My other one-up is that before I flew to Orlando last week, I think I broke the little toe on my left foot. Or rather, an overeager soccer player did, by stepping on it. I made the foolish mistake of bringing my dress shoes without actually seeing if I can walk in them with a broken toe.

So this might be a very fun week.

But at least it's rainy and 55 degrees in Baltimore. Not sunny and 90 like Orlando was last week.

I hope your ankle gets better soon.

Robin S. said...

Hey Pete,

I can't BELIEVE you were comin' to Baltimore and you didn't say hi.

Chris lives close - when she's not in Dubai, that is - and I'm in DC.

Boy. Sheesh.

blogless troll said...

Haha Chris! Preferably dictator.

Haha Sarah! Preferably dictator. Never heard that about NO. But nothing would surprise me in Louisiana.

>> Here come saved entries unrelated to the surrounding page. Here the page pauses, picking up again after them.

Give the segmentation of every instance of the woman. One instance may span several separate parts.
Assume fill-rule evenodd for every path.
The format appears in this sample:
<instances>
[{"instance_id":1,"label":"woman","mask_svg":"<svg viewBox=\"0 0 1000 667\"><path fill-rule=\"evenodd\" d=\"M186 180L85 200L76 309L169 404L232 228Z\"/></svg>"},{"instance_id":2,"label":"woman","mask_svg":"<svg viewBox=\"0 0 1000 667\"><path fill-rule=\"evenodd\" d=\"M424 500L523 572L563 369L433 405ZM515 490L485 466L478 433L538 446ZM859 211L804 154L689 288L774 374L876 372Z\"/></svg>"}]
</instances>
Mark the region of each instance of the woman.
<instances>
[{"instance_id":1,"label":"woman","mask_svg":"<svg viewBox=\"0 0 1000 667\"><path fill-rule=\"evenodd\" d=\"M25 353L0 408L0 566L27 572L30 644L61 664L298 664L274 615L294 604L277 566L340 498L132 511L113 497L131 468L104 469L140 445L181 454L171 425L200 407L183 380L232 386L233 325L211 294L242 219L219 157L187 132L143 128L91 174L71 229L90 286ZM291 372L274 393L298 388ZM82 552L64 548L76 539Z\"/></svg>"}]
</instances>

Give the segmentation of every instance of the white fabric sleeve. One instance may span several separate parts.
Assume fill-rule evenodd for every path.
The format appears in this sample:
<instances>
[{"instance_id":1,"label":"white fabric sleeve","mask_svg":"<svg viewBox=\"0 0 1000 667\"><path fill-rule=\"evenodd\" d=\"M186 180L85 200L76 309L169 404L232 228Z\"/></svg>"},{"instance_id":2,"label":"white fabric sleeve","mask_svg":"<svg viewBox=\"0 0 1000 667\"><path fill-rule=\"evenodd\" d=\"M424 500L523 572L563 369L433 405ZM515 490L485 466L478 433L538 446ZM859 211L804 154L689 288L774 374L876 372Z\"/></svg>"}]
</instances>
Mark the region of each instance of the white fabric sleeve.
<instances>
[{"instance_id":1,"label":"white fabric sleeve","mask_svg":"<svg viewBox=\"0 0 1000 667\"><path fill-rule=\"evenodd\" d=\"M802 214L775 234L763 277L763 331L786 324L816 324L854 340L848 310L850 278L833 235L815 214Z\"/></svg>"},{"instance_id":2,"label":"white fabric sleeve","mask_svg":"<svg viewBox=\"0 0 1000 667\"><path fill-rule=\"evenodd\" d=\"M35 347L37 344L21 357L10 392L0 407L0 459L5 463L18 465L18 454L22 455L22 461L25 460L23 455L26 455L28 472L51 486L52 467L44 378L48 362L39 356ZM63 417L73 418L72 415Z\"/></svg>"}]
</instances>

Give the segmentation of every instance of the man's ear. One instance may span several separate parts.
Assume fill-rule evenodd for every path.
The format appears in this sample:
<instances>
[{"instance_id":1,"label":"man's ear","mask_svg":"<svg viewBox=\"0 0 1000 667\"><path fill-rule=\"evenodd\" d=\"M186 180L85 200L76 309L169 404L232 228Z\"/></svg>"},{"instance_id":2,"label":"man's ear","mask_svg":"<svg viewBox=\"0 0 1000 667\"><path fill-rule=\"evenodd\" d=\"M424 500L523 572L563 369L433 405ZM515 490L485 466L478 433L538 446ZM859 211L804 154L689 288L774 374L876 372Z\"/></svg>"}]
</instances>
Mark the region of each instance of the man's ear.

Robin, couldn't get that link to work. I don't think the whole thing got posted. But I don't think they'll be underwater. Out of water, definitely. In probably less than 10 years.

Pete, all right you two upped me. But rainy and 55? Dude, are you mad? I'll take 95 and humid. Once the rainy season kicks in the afternoon monsoons cool everything down and make for beautiful evenings.

pjd said...

Beautiful evenings, listening to the serenade of six-inch cockroaches making love in the grass? Actually, I was saying a rainy 55-degree Balmo is much worse than the 90 degree Florida sunshine. Either way, my company's payin', so it ain't all bad.

Anyway... Robin: I didn't know you were in DC. I actually did let Chris know since she mumbled "balmore" at one point in the distant past, but she's in Dubai and I thought you lived at an undisclosed location. I'm in Balmo all this week for a conference. No car, though. If you got nothing to do, I could break away for a cuppa at some point. [forms hand into the shape of a banana and puts up to ear indicating "call me"]

best way to reach me while I'm on the road: dudleypj at gmail you know the rest.

blogless troll said...

My bad, Pete. It's late. Or maybe I was lost in a semi-conscious nirvana-like trance brought on by the serene roach fucking melody.

ChrisEldin said...

Yay Bal'more!!

Will be back in a month.
Out of this putrid desert. I don't really know the true temperature here, since the reports are always under-reported. Why? I thought you'd ask. Because once it's above a certain temperature, they can't make the Indian slaves work outside.